On the one hand, the central monitoring solution is based on Prometheus, integrated with Thanos, providing high-availability and long-term storage capabilities while allowing for the data aggregation from multiple Prometheus targets. Oh the other hand, the central logging solution is based on Filebeat, collecting logs from the referred datacentres and shipping them to Elasticsearch.
Grafana and Kibana are the chosen observability and data visualisation tools, respectively.
Services access and guidelines
Depending on what is to be monitored and the datacentre to which it belongs, there are several services that can be used. The following sections highlight the purpose of each service available as well as the URLs and underlying conditions to access them.
Grafana
To monitor SKA Infrastructure related metrics from, for example, Kubernetes, Gitlab Runners, Elasticstack or Ceph, Grafana dashboards should be used.
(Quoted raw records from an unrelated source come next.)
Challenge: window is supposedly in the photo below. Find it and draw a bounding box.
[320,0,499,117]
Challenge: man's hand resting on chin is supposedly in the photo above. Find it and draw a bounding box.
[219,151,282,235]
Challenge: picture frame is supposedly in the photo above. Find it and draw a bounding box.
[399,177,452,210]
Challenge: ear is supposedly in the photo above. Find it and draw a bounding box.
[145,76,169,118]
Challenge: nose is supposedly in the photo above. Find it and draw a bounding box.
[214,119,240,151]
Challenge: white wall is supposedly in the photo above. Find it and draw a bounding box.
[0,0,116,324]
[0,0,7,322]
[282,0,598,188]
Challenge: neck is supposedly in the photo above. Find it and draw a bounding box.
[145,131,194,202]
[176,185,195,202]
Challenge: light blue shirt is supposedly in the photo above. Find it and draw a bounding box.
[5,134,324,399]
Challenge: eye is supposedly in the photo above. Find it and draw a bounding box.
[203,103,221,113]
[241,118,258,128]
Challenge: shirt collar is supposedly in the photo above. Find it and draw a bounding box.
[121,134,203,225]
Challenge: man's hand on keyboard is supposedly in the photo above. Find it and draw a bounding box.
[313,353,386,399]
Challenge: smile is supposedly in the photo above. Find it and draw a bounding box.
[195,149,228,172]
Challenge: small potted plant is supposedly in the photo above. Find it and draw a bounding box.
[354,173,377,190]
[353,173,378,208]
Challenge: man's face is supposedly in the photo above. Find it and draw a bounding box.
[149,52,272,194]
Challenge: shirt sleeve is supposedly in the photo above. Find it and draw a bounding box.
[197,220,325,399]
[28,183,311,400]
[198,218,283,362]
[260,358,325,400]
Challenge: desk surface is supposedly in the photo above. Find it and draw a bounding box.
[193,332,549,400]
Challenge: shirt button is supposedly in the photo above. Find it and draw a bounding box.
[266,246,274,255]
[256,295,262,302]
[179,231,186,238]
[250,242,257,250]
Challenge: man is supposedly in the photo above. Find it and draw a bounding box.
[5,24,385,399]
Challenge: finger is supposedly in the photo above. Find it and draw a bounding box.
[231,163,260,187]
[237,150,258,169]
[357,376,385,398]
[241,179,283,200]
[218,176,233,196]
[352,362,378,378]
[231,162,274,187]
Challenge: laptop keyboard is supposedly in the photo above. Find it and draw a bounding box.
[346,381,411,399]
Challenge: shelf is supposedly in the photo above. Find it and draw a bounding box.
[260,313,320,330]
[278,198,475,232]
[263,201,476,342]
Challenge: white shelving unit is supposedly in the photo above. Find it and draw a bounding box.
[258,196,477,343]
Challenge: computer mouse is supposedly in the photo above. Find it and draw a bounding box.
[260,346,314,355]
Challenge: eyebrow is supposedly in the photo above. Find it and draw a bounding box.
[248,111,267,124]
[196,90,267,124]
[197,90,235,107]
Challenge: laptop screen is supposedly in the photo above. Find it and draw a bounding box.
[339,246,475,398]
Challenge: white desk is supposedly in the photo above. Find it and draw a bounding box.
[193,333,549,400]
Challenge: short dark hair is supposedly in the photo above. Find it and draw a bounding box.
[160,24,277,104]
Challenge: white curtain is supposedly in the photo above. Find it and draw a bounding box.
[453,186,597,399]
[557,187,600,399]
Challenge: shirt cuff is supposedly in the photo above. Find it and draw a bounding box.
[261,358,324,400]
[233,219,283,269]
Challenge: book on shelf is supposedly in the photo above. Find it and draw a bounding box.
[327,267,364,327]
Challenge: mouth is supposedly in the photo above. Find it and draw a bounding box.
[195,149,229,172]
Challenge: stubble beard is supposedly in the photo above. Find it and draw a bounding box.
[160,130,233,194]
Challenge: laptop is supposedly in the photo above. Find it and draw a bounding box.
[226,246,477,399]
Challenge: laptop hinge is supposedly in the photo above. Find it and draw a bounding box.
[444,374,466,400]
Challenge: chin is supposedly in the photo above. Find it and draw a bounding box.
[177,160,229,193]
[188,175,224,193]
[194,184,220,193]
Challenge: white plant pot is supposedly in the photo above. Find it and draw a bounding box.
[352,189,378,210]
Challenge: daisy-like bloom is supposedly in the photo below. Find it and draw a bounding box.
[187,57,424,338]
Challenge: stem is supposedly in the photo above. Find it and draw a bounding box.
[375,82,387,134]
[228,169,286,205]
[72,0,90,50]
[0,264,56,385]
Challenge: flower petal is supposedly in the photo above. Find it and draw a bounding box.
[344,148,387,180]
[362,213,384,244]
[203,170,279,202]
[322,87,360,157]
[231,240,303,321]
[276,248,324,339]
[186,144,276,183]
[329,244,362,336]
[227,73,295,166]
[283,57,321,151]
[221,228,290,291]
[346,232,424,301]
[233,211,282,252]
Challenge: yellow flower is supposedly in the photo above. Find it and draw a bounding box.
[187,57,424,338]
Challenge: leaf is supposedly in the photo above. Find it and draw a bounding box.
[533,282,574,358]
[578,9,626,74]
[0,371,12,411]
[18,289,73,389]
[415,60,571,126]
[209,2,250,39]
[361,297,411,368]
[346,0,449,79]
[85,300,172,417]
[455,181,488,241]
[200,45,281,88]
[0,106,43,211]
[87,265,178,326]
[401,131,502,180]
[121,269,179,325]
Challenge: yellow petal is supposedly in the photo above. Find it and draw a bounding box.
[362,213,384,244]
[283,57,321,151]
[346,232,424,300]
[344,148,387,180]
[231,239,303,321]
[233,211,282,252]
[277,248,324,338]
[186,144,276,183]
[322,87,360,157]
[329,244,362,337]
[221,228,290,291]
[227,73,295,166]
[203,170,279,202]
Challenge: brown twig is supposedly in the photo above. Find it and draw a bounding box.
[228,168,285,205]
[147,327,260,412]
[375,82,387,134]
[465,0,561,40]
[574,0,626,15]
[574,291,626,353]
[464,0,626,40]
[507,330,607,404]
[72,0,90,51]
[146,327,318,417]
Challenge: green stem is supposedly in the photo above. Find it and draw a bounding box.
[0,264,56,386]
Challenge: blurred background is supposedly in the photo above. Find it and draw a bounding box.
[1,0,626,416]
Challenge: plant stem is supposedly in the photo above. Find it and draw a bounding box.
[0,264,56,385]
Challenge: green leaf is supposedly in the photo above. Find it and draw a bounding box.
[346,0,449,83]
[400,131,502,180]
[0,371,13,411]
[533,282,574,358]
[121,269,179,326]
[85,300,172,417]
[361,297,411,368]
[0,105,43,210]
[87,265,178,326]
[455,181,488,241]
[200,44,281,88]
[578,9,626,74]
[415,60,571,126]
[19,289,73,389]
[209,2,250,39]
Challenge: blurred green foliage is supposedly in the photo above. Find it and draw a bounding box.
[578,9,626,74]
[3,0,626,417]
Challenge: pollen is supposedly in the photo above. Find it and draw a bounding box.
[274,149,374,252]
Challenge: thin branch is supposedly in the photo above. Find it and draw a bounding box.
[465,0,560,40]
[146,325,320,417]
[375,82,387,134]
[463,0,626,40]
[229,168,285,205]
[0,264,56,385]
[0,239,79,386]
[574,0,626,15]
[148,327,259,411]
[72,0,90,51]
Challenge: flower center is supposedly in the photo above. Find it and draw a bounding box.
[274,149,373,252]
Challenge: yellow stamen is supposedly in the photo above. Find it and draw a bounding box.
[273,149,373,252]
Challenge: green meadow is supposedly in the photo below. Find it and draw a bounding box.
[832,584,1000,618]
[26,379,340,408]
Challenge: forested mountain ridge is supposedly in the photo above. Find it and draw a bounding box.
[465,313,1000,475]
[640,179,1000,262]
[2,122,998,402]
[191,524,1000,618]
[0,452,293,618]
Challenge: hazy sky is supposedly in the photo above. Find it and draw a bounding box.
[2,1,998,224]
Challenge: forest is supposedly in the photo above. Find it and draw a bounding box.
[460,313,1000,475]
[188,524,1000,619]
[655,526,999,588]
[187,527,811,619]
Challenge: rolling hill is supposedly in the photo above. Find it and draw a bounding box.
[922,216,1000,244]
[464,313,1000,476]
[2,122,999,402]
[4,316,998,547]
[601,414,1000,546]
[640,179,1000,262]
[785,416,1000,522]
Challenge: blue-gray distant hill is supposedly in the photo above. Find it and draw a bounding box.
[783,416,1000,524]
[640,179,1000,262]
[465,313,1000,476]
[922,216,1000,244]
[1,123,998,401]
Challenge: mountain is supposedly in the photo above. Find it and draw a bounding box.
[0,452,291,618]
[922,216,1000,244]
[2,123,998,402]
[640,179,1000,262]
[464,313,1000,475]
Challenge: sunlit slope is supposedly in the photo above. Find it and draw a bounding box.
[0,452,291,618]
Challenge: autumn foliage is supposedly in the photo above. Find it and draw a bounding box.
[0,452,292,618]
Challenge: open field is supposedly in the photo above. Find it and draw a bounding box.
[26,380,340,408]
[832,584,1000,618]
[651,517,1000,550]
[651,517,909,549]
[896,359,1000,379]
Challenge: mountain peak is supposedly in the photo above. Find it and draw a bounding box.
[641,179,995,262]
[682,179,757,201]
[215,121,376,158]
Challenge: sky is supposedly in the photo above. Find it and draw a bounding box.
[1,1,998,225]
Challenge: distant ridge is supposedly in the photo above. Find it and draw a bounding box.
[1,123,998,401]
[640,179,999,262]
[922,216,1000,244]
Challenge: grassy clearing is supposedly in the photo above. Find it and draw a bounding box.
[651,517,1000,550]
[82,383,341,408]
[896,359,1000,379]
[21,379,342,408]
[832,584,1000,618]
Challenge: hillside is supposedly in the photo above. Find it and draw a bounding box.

The URL to access it is: https://k8s.stfc.skao.int/grafana/
To log in choose the “Sign in with Microsoft” option and use the <jira-username>@ad.skatelescope.org and <jira-password> combination.
Once logged in a user can browse through the existing dashboards and monitor the desired metrics.
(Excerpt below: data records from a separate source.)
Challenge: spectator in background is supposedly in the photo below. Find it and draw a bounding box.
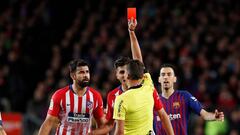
[23,82,48,135]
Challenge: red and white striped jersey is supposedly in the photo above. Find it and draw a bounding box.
[105,86,123,121]
[48,85,104,135]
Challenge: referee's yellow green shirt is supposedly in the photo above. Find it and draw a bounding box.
[113,73,155,135]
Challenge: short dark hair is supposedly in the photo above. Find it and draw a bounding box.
[114,56,131,69]
[160,63,176,75]
[69,59,89,73]
[127,60,144,80]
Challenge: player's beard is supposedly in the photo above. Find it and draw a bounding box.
[162,83,170,91]
[77,79,90,88]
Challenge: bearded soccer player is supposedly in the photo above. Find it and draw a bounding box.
[38,59,105,135]
[154,64,224,135]
[0,112,7,135]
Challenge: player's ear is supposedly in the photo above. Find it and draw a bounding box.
[158,76,161,83]
[70,72,75,80]
[173,76,177,83]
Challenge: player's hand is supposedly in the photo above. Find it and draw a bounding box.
[128,17,137,31]
[0,126,7,135]
[214,109,224,122]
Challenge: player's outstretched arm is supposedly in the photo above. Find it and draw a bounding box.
[157,108,175,135]
[128,18,143,63]
[200,109,224,121]
[38,115,59,135]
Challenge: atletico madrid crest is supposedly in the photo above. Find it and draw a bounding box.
[87,101,93,109]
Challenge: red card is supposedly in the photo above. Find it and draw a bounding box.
[127,8,136,20]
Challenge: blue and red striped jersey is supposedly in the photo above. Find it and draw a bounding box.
[153,90,202,135]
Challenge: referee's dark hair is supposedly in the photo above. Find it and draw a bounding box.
[127,60,144,80]
[69,59,89,73]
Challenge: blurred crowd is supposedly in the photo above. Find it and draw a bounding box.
[0,0,240,134]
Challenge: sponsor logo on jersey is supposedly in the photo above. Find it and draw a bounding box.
[169,113,181,120]
[67,112,90,123]
[156,113,181,122]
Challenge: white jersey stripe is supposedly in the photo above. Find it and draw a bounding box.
[66,91,71,113]
[115,91,119,96]
[59,125,63,135]
[66,126,71,135]
[74,94,78,112]
[82,93,86,113]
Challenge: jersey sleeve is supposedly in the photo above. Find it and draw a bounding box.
[185,91,203,115]
[113,96,126,120]
[153,89,163,111]
[93,92,104,119]
[105,93,114,121]
[47,92,61,117]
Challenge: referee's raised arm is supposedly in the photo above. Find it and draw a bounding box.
[128,18,143,64]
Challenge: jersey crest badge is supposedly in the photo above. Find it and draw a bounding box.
[173,102,180,109]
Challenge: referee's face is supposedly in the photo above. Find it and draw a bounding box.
[158,67,176,90]
[116,65,128,85]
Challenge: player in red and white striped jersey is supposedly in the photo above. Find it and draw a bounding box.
[38,59,105,135]
[89,57,130,134]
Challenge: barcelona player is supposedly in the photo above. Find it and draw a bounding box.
[154,64,224,135]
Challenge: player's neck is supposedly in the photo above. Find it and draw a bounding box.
[162,88,174,99]
[72,84,87,96]
[121,84,128,92]
[127,80,142,89]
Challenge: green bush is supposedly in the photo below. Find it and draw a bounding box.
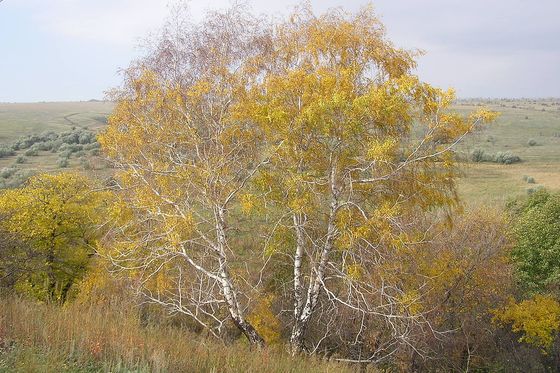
[494,151,521,164]
[57,159,69,168]
[0,167,18,179]
[78,131,96,144]
[527,176,536,184]
[58,150,72,159]
[83,142,100,151]
[471,149,521,164]
[15,156,26,164]
[0,146,15,158]
[24,148,38,157]
[34,141,53,151]
[510,189,560,293]
[0,169,34,189]
[527,139,537,146]
[471,148,490,162]
[59,143,83,153]
[527,186,545,195]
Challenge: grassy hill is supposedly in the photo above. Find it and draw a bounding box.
[0,101,114,186]
[455,99,560,203]
[0,99,557,204]
[0,101,113,142]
Besides taking advantage of the already existing dashboards, users can also create their own dashboards and share them, as shown below, displaying the information that they require.
Kibana
To check the logs collected by Filebeats from a single or multiple clusters, Kibana should be used.
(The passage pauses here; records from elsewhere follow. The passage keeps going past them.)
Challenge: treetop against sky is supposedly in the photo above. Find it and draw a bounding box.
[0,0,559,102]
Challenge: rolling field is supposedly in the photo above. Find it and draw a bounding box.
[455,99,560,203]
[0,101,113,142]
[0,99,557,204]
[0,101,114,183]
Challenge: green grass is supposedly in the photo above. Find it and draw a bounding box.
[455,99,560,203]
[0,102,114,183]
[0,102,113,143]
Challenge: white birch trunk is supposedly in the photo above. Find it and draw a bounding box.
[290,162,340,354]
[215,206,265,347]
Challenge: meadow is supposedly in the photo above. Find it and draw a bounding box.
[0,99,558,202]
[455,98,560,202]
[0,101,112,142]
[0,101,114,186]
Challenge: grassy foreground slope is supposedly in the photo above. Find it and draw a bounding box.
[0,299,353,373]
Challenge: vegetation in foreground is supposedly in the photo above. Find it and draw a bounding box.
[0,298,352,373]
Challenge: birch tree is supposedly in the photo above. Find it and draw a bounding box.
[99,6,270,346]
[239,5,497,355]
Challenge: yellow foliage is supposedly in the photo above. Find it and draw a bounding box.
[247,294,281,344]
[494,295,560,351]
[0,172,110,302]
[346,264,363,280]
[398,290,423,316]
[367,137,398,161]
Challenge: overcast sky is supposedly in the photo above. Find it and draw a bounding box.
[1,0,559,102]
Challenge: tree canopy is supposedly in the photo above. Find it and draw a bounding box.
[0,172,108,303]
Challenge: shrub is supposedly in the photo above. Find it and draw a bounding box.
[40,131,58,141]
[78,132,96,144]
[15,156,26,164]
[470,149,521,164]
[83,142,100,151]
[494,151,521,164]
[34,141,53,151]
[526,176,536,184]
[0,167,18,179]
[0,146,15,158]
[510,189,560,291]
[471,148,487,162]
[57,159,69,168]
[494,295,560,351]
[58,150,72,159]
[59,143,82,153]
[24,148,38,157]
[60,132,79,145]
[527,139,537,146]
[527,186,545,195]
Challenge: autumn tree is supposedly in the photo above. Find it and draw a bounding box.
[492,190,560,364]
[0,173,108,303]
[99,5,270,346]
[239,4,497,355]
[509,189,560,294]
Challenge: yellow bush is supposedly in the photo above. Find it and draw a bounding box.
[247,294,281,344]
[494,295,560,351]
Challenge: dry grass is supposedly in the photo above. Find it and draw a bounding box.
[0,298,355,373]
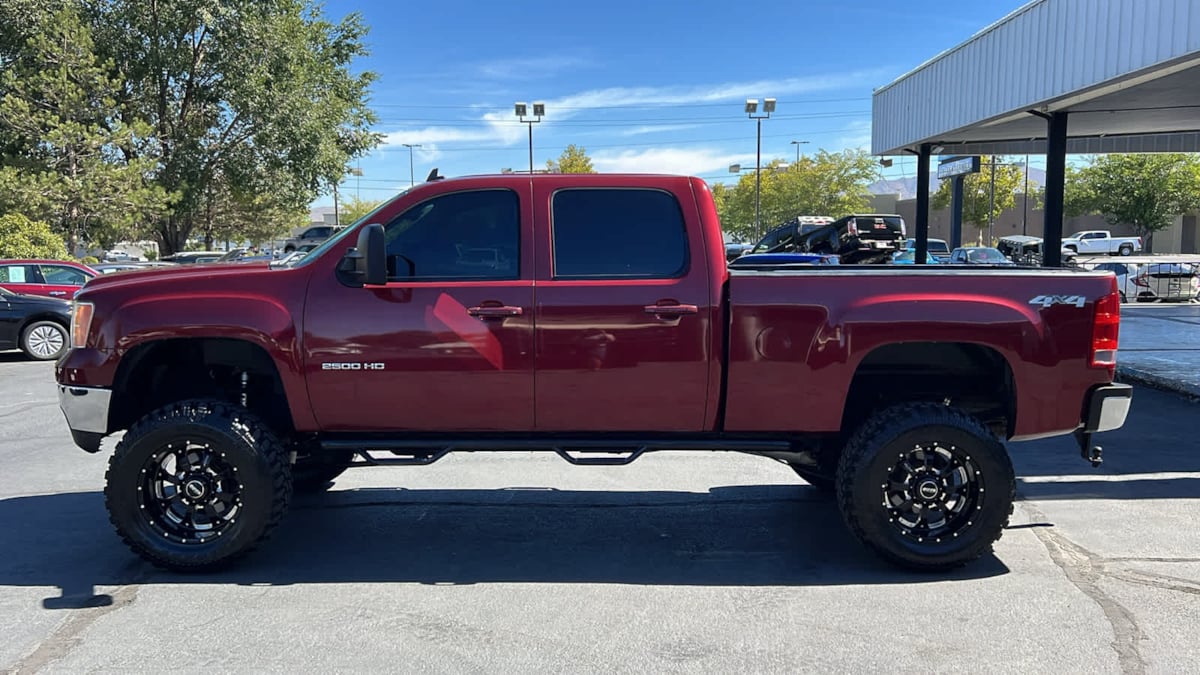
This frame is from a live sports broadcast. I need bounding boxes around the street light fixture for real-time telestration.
[401,143,421,186]
[515,101,545,174]
[745,97,777,239]
[790,140,809,164]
The URL to access it is: https://k8s.stfc.skao.int/kibana/app/logs/stream being that the user should log in as described in the Grafana section and, then, choose the option “Continue as Guest”.
Kibana allows for filtering of log messages on the basis of a series of fields. These fields can be added as columns to display information, using the Settings option, and filtering by the values of those fields can be done directly on the Search box or by selecting the View details menu:
In the example above in order to retrieve only the log messages relevant for the skampi development pipeline ci-skampi-st-605-mid
, one should then select the corresponding kubernetes.namespace
field value.
There are many other field options using kubernetes information, for example kubernetes.node.name
and kubernetes.pod.name
, that can be used for efficient filtering.
The fact the SKA logging format allows for simple key-value pairs (SKA Tags) to be included in log messages let us refine the filtering. Tags are parsed to a field named ska_tags
and on this field there can be one or more device properties separated by commas.
The field ska_tags
is also parsed so that the key is added to a ska_tags_field
prefix that will store the value. For the example above, this means filtering the messages using the value of the ska_tags_field.tango-device
field.
Making the selection illustrated above means that only messages with the value ska_mid/tm_leaf_node/d0003
for the ska_tags_field.tango-device
field would be displayed.
Prometheus Alerts
To check the prometheus alerts, generated for the core kubernetes cluster and the infrastructure VMs, a user can choose between the web access to the Prometheus Alert Manager UI and the Slack alerts channels.
The URLs to access the Prometheus Alert Manager are:
STFC datacentre - http://monitoring.skao.stfc:9093/#/alerts
DP datacentre - http://monitoring.sdhp.skao:9093/#/alerts
It is important to note that these URLs are behind a VPN, so VPN access to the corresponding datacentre is required to access them.
There are also two sets of Slack alerts channels, one that serves application alerts and another that serves developer related alerts. These are:
- STFC datacentre
Application alerts - #techops-alerts
Developer alerts - #techops-user-alerts
- DP datacentre
Application alerts - #dp-platform-alerts
Developer alerts - #dp-platform-user-alerts